Akinlabi Olabisi C, Dada Rotimi A, Olayinka Ademola A, Oginni-Falajiki Ibukunoluwa O, Bejide Oyeniyi S, Adewole Pelumi D, Thomson Nicholas R, Aboderin Aaron O, Okeke Iruka N
Department of Pharmaceutical Microbiology, Faculty of Pharmacy, University of Ibadan, Ibadan, Nigeria.
Department of Pharmaceutical Microbiology and Biotechnology, Ahmadu Bello University, Zaria, Nigeria.
PLoS Negl Trop Dis. 2025 Aug 22;19(8):e0013442. doi: 10.1371/journal.pntd.0013442. eCollection 2025 Aug.
Enteropathogenic Escherichia coli (EPEC) are etiological agents of diarrhea. We studied the genetic diversity and virulence factors of EPEC in southwestern Nigeria, where this pathotype is rarely characterized.
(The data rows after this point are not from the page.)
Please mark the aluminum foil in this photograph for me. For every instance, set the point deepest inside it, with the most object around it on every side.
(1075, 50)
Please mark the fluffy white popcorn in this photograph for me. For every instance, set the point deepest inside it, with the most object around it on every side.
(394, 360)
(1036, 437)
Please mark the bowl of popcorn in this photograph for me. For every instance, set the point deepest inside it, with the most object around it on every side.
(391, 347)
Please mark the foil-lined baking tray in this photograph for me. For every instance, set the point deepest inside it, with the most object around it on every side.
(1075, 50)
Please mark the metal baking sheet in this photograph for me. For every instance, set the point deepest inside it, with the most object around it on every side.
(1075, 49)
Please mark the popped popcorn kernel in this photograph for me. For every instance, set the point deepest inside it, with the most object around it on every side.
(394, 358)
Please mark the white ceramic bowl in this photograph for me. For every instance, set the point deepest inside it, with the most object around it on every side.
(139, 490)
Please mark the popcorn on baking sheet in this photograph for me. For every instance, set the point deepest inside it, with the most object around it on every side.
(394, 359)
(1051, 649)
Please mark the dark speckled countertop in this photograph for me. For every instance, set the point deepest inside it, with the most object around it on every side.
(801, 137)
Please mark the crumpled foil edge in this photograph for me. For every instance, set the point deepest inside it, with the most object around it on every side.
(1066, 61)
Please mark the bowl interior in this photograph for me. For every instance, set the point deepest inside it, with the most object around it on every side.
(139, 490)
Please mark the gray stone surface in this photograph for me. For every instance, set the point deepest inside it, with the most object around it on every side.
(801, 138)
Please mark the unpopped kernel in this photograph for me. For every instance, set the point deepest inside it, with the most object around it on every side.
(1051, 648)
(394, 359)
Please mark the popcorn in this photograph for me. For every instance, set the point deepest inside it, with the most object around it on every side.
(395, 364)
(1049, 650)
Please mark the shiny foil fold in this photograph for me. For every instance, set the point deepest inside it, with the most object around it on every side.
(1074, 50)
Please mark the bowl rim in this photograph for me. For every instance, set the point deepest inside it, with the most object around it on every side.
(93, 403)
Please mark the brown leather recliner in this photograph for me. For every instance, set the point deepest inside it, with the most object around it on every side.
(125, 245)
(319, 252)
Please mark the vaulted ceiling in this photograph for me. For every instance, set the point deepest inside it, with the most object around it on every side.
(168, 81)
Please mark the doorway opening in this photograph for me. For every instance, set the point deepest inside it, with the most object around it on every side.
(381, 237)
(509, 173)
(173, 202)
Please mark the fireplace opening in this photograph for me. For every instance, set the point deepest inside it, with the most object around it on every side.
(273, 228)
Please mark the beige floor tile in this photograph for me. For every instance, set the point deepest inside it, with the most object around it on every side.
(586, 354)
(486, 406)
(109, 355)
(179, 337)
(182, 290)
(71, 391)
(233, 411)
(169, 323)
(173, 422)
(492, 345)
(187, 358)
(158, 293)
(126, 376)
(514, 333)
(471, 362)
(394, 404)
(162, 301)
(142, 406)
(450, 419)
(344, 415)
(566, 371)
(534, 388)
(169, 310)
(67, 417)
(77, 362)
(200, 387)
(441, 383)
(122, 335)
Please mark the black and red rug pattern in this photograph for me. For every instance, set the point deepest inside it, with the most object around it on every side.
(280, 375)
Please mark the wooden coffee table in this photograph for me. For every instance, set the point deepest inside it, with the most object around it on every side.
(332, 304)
METHODOLOGY/PRINCIPAL FINDINGS: EPEC isolates (n = 96) recovered from recent southwestern Nigeria diarrhea case-control studies were whole genome-sequenced using Illumina technology. Genomes were assembled using SPAdes and quality was evaluated using QUAST. Virulencefinder, Ectyper, and ResFinder were used to identify virulence genes, serotypes, and resistance genes. Multilocus sequence typing was done by STtyping. Single nucleotide polymorphisms (SNPs) were called out of whole genome alignment using SNP-sites and a phylogenetic tree was constructed using IQtree. Thirty-nine of the 96(40.6%) EPEC isolates were from diarrhea cases diarrhea. Nine isolates from diarrhea patients and four from healthy controls were typical EPEC, harboring bundle-forming pilus (bfp) genes whilst the rest were atypical EPEC. There were 15 EPEC-EAEC hybrids. Atypical serotypes O71:H19 (16, 16.6%), O108:H21 (6, 6.3%), O157:H39 (5, 5.2%), and O165:H9 (4, 4.2%) were the most prevalent; only 8 (8.3%) isolates belonged to classical EPEC serovars. The largest, ST517 clade harbored multiple siderophore and serine protease autotransporter genes and included an O71:H19 subclade <10 SNPs apart, representing a likely outbreak involving 15 children, four with diarrhea. Likely outbreaks, of typical O119:H6(ST28) and atypical O127:H29(ST7798) were additionally identified.
CONCLUSION/SIGNIFICANCE: EPEC circulating in southwestern Nigeria are diverse and differ substantially from well-characterized lineages seen previously elsewhere. EPEC carriage and outbreaks could be commonplace but are largely undetected, hence, unreported, and require genomic surveillance for identification.
肠致病性大肠杆菌(EPEC)是腹泻的病原体。我们研究了尼日利亚西南部EPEC的遗传多样性和毒力因子,该致病型在当地鲜有特征描述。
方法/主要发现:从尼日利亚西南部近期腹泻病例对照研究中分离出96株EPEC,使用Illumina技术对其进行全基因组测序。使用SPAdes组装基因组,并使用QUAST评估质量。使用Virulencefinder、Ectyper和ResFinder鉴定毒力基因、血清型和耐药基因。通过STtyping进行多位点序列分型。使用SNP-sites从全基因组比对中找出单核苷酸多态性(SNP),并使用IQtree构建系统发育树。96株EPEC分离株中有39株(40.6%)来自腹泻病例。9株腹泻患者分离株和4株健康对照分离株为典型EPEC,携带束状菌毛(bfp)基因,其余为非典型EPEC。有15株EPEC-EAEC杂交株。非典型血清型O71:H19(16株,16.6%)、O108:H21(6株,6.3%)、O157:H39(5株,5.2%)和O165:H9(4株,4.2%)最为常见;只有8株(8.3%)分离株属于经典EPEC血清型。最大的ST517分支包含多个铁载体和丝氨酸蛋白酶自转运蛋白基因,包括一个相距不到10个SNP的O71:H19亚分支,代表可能涉及15名儿童的一次暴发,其中4名儿童患有腹泻。另外还确定了可能的典型O119:H6(ST28)和非典型O127:H29(ST7798)暴发。
结论/意义:在尼日利亚西南部传播的EPEC具有多样性,与之前在其他地方发现的特征明确的谱系有很大不同。EPEC的携带和暴发可能很常见,但大多未被发现,因此未报告,需要进行基因组监测以进行识别。